1100 Park Place, 4th Floor

San Mateo, California 94403

Re:        Registration Statement on Form S-1

Ladies and Gentlemen:

This opinion is furnished to you in connection with the Registration Statement on Form S-1 (the “Registration Statement”) filed by WageWorks, Inc. (the “Company”) with the Securities and Exchange Commission on October 4, 2012 pursuant to Rule 462(b) promulgated under the Securities Act of 1933, as amended (the “Securities Act”), in connection with the registration under the Securities Act of 1,150,000 shares of the Company’s common stock, $0.001 par value per share (the “Shares”), all of which (including up to 150,000 shares issuable upon exercise of an over-allotment option granted by certain selling stockholders (the “Selling Stockholders”)) will be sold by the Selling Stockholders. The Shares will be sold pursuant to an underwriting agreement entered into by and among the Company and the underwriters (the “Underwriting Agreement”), substantially in the form filed as an exhibit to the Registration Statement on Form S-1 (File No. 333-183889) (the “Prior Registration Statement”). The Prior Registration Statement is incorporated by reference into the Registration Statement pursuant to Rule 462(b) under the Securities Act. This opinion is in addition to our opinion that was filed as Exhibit 5.1 to the Company’s Amendment No. 1 to the Prior Registration Statement.

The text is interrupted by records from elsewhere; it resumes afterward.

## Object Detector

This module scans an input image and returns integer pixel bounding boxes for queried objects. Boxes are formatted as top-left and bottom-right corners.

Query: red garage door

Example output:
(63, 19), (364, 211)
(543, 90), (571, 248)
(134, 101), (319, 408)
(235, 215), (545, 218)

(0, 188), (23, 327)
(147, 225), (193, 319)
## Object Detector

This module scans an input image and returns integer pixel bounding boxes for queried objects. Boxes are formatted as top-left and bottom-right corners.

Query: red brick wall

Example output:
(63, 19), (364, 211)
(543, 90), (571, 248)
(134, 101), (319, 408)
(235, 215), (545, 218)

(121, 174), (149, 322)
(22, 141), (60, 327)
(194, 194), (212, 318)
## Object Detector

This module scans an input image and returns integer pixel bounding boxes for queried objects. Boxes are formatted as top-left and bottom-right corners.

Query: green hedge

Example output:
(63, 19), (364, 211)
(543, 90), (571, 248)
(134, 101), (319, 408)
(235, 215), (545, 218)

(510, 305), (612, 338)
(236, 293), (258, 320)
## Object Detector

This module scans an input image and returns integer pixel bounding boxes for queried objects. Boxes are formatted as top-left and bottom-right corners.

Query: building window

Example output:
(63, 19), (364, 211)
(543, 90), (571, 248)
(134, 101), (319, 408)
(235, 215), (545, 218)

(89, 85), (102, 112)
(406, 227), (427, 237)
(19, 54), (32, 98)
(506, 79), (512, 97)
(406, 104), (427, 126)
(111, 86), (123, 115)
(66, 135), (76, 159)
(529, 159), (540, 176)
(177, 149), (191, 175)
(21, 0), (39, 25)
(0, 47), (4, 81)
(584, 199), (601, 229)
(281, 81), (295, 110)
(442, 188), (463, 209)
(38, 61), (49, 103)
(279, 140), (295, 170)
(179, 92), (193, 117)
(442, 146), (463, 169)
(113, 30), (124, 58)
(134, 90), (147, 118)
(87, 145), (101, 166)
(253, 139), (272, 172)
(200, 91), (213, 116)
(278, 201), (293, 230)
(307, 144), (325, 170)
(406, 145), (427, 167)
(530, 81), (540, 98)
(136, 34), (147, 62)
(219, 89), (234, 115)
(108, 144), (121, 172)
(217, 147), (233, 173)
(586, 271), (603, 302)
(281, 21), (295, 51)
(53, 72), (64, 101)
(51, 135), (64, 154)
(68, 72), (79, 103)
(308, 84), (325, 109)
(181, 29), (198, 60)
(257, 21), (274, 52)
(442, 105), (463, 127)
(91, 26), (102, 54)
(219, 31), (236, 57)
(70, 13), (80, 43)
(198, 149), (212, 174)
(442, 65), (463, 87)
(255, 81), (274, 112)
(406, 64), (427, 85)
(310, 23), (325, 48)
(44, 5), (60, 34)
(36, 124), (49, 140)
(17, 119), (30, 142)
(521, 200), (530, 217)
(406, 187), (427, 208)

We are acting as counsel for the Company in connection with the sale by the Selling Stockholders of the Shares. In such capacity, we have examined originals or copies, certified or otherwise identified to our satisfaction, of such documents, corporate records, certificates of public officials and other instruments as we have deemed necessary for the purposes of rendering this opinion. In our examination, we have assumed the genuineness of all signatures, the authenticity of all documents submitted to us as originals, and the conformity with the originals of all documents submitted to us as copies.

We express no opinion herein as to the laws of any state or jurisdiction other than the General Corporation Law of the State of Delaware (including the statutory provisions and all applicable judicial decisions interpreting those laws) and the federal laws of the United States of America.

On the basis of the foregoing, we are of the opinion, that the Shares to be sold by the Selling Stockholders have been duly authorized and are validly issued, fully paid and are nonassessable; provided, however, with respect to those Shares to be sold by certain Selling Stockholders that will be issued upon the exercise of vested options prior to such sale, such Shares will be validly issued, fully paid and nonassessable upon exercise and payment in compliance with the terms of the options pursuant to which such Shares are to be issued prior to the completion of this offering.

We consent to the use of this opinion as an exhibit to the Registration Statement, and we consent to the reference of our name under the caption “Legal Matters” in the prospectus forming part of the Registration Statement.

 

Very truly yours,
WILSON SONSINI GOODRICH & ROSATI
Professional Corporation

/s/ Wilson Sonsini Goodrich & Rosati, P.C.